Panels from Manchester City, FIFA, and Unilever all made the same point: the smartest organisations treat sport as part of culture, not separate from it. They don’t expect fans to come to them. They meet fans where they already are. That means short-form stories, highlights, and behind-the-scenes content that feel natural on the platforms fans use every day.

When sport shows up in the same spaces as fashion and music, it becomes part of the cultural conversation. And when moments are shareable, they live far beyond match day.

At Amondo, we help our partners capture that energy – turning live moments and fan reactions into stories that keep the spotlight burning long after the final whistle.

4. From content to connection

The next big lesson from Leaders Week was that sport can’t rely on reach alone. It’s not just about getting fans to engage – it’s about owning where and how that engagement happens.

Too much of the fan relationship still lives on third-party platforms. Those platforms collect the data, control the interaction, and benefit from the insight that rights holders actually need. The result? They hold the value, while sports lose visibility over their own audiences.

The organisations leading the way are taking that relationship back. They’re building owned ecosystems where they control the fan journey (from discovery to conversion) and can see exactly what drives participation, purchase, and retention.

World Netball’s direct-to-consumer platform, NetballPass, was a standout example discussed at Leaders Week. It connects live content, storytelling and commerce all in one place – giving fans real reasons to subscribe and return. By owning that relationship, World Netball isn’t just generating revenue. It’s collecting insight that fuels better content, smarter partnerships, and sustainable growth.

Social platforms still matter for discovery. YouTube and TikTok are where fans often find the story. But the real value comes when you bring them into your own ecosystem – a space where you can personalise, reward loyalty, and build connection that lasts.

Sport’s next phase of growth isn’t about producing more content. It’s about creating spaces that fans choose to return to. And owning the data that makes those experiences smarter every time.

The future is human

Leaders Week made one thing clear: fandom is evolving fast. Fans don’t just want access. They want to participate, connect, and feel part of the story.

The sports and brands leading that change aren’t chasing numbers. They’re building meaning.
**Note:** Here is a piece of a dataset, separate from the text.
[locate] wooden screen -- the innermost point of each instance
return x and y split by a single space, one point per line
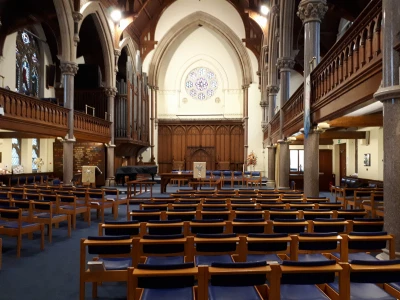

They understand that growth comes from depth – from giving fans, athletes, and partners space to contribute, not just consume.

From grassroots to global stages, the opportunity now is to connect every layer of the fan experience. To turn fleeting engagement into long-term loyalty. To make sport feel as alive off the pitch as it does on it.

At Amondo, that’s what drives us. We help rights holders and brands capture the moments, voices, and reactions that matter and turn them into stories that live on their own platforms. Stories that fans see themselves in. Stories that last and drive commercial impact.

Because fandom isn’t about more content. It’s about connection that means something, both for your audience and your business.